Занял Дутов большой, построенный по-сибирски вольготно, из бревен, привезенных с севера, дом. В безлесом, насквозь продуваемом ветрами Тургае, такие дома были редкостью…
Вечером Дутову сделалось плохо. Саша, хлопотавшая по обустройству нового жилья, позвала врача. Тот приехал на простой скрипучей телеге, неторопливо слез с нее и, вымыв руки, подсел к кровати атамана.
– Брюшной тиф, – вынес он вердикт через несколько минут.
Услышав это, Саша покачнулась, как от удара, крепкое, со смуглым румянцем лицо ее сделалось бледным, черные жгучие глаза неожиданно посветлели, стали мелкими, чужими…
Едва придя в себя, Дутов потребовал чтобы к нему явился Акулинин. Когда тот пришел, Дутов, предупреждая всякие возражения, поднял руку и сказал гостю:
– Иван, принимай на себя командование войском. Войско не должно пребывать без атамана.
В Тургае оренбуржцы простояли больше месяца, хорошенько отдохнули, вооружились, распотрошив склады генерала Лаврентьева, приводившего в 1916 году в норму взбунтовавшихся кыргызов. Патронов взяли столько, что лошади отказывались таскать телеги – из-за перегруза колеса утопали по самые оси в мягкой, пропитанной весенней влагой земле. Набрали также продуктов, которыми были завалены полки лаврентьевских складов, и денег – много денег, царских – романовских и екатерининских, – два с половиной миллиона рублей. В общем, сходили казаки в Тургай знатно, такую добычу они не брали даже в дальних походах.
Выздоравливал Дутов медленно, трудно, разговаривал с усилием, слова у него прилипали к языку, к небу, никак не могли расстаться с хозяином. Он часто терял сознание, а когда приходил в себя, обязательно спрашивал, где Акулинин? Тот немедленно являлся к Дутову в горницу и всякий раз Дутов задавал ему один и тот же вопрос:
– Что нового в Оренбурге?
Акулинин бросал быстрый взгляд в широкое запыленное окно, на кривую замусоренную улицу, по которой бегали куры, и давал один и тот же ответ:
– В Оренбурге ничего нового, Александр Ильич, – оттуда приходят плохие вести…

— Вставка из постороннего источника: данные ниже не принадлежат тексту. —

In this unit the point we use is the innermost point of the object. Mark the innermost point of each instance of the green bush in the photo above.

– Пожалуйста, конкретно, Иван Григорьевич!
– Казаки сопротивляются красным, красные в отместку сжигают целые станицы.
– Еще конкретнее…
– За эту весну сожгли одиннадцать станиц. На Волге появился новый генерал, лупит красных налево и направо, только волосья по воздуху летят.
– Кто таков, Иван Григорьевич?
– Каппель.
– Немец?
– Нет. Говорят, из сильно обрусевших шведов, родился под Тулой.
– Еще чего нового?
– Неделю назад против красных выступили чехословаки – целый корпус.

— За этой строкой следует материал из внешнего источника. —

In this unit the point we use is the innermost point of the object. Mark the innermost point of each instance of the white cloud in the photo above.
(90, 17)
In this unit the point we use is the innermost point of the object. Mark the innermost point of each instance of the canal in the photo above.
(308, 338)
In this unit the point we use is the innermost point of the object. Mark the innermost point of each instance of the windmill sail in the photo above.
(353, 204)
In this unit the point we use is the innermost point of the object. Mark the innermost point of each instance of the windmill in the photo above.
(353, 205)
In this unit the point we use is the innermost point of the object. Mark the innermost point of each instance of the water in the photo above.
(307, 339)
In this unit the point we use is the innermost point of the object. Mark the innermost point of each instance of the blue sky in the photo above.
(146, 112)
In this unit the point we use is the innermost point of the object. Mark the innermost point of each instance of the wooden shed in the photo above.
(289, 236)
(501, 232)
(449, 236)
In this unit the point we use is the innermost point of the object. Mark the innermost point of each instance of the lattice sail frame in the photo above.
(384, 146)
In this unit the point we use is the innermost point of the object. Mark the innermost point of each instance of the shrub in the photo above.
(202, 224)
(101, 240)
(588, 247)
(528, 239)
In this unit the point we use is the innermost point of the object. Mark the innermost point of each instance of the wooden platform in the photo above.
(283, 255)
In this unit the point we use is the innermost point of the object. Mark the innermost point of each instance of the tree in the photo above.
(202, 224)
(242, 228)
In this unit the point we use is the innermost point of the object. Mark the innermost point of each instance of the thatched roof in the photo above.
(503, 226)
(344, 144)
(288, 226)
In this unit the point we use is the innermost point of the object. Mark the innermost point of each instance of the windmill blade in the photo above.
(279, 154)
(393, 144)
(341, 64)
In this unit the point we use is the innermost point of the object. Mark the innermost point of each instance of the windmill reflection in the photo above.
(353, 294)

– Выходит, у красных ныне много головной боли?
– Так точно.
– Как только я поднимусь, – Дутов вытянул перед собой бледную худую руку, пошевелил вялыми пальцами, опухшими на концах, – выступаем в Оренбург.
– Рано еще, – неуверенно проговорил Акулинин.
– Готовьтесь к возвращению на родную землю, Иван Григорьевич, – безапелляционно произнес Дутов, в тихом напряженном голосе его послышался металлический звон.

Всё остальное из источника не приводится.